Deportation, from 1492 to 2025
After years of trying to imagine what the expulsion from Spain was like for my ancestors, I sat down to write a middle-grade novel, Across So Many Seas, focusing on four Sephardic girls, Benvenida, Reina, Alegra, and Paloma, growing up in Spain, 1492, Turkey, 1923, Cuba, 1961, and Miami, 2003. Benvenida doesn’t know what the word “expulsion” means when she first hears the Edict of Expulsion read aloud in the town plaza of Toledo in 1492. Her older brothers explain, but it isn’t until she lives through the arduous journey to the port and eventually to the sea and a new home that she really comes to know what it means. Centuries later, Benvenida’s story resonates in the later generations, as Reina, Alegra, and Paloma, grandmother, mother, and granddaughter each find a connection to their heritage as Sephardic Jews while composing their lives anew in an ever-changing present. Together, they visit the Sephardic Museum in Toledo and in that magical space Benvenida’s words touch their hearts.

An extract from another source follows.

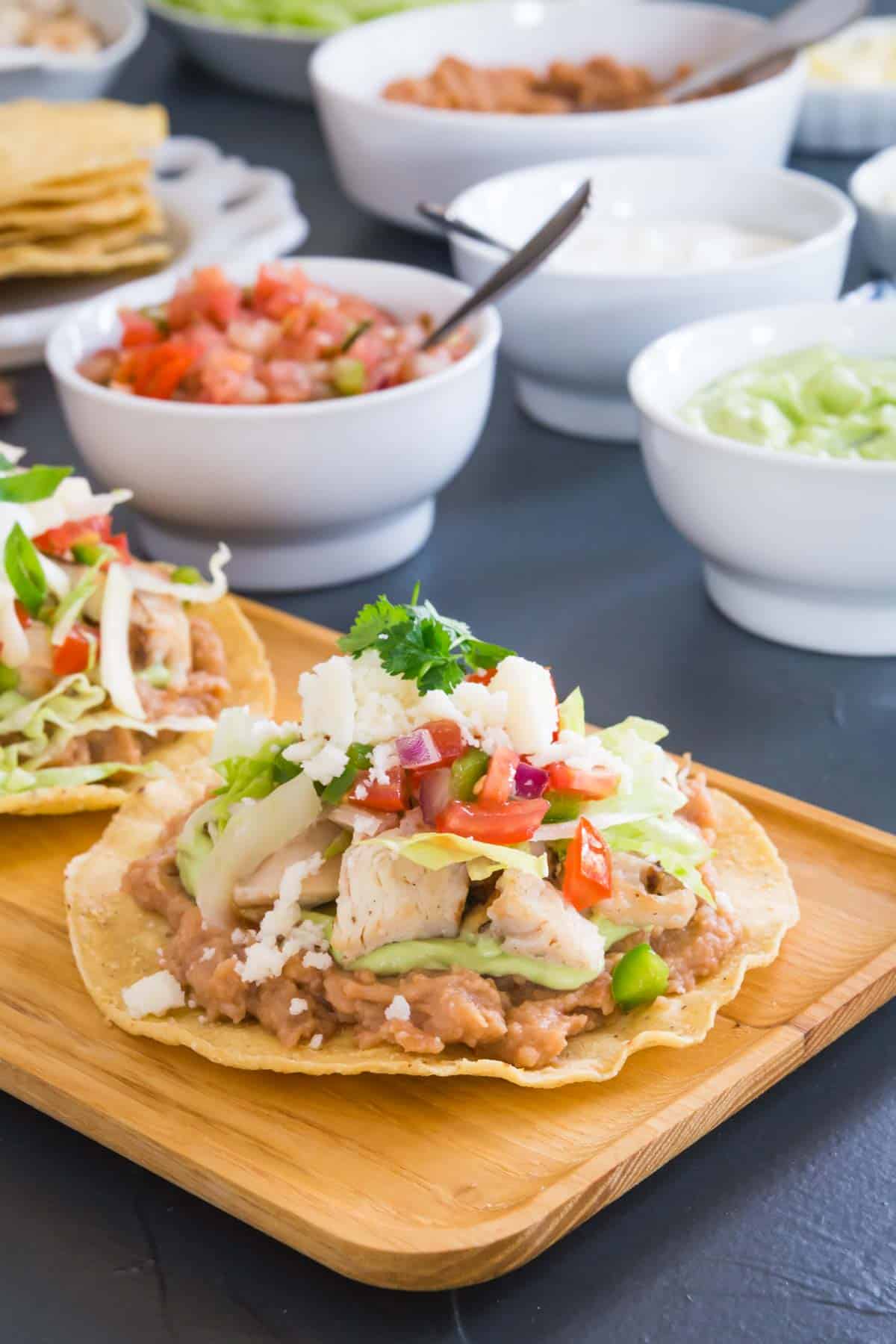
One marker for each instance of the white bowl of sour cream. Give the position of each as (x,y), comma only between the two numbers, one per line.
(667,241)
(850,97)
(798,549)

Across So Many Seas also shines a light on the larger emotional drama of the immigrant story, as families separate, some leaving, some staying, abandoning beloved homes for the uncertain promise of a new life. I am part of this history that flows from Spain to Turkey to Cuba to the United States, a melancholy history that is preserved in the many Sephardic songs about lost loves, departures, and goodbyes.
In this vehemently anti-immigrant moment, as deportations continue, I remember my ancestors expelled from Spain over 500 years ago, an event so traumatic that the memory of how it hurt to be forced into homelessness is still vivid today.
I shudder to think how shocked they’d be to know that expulsions haven’t ended.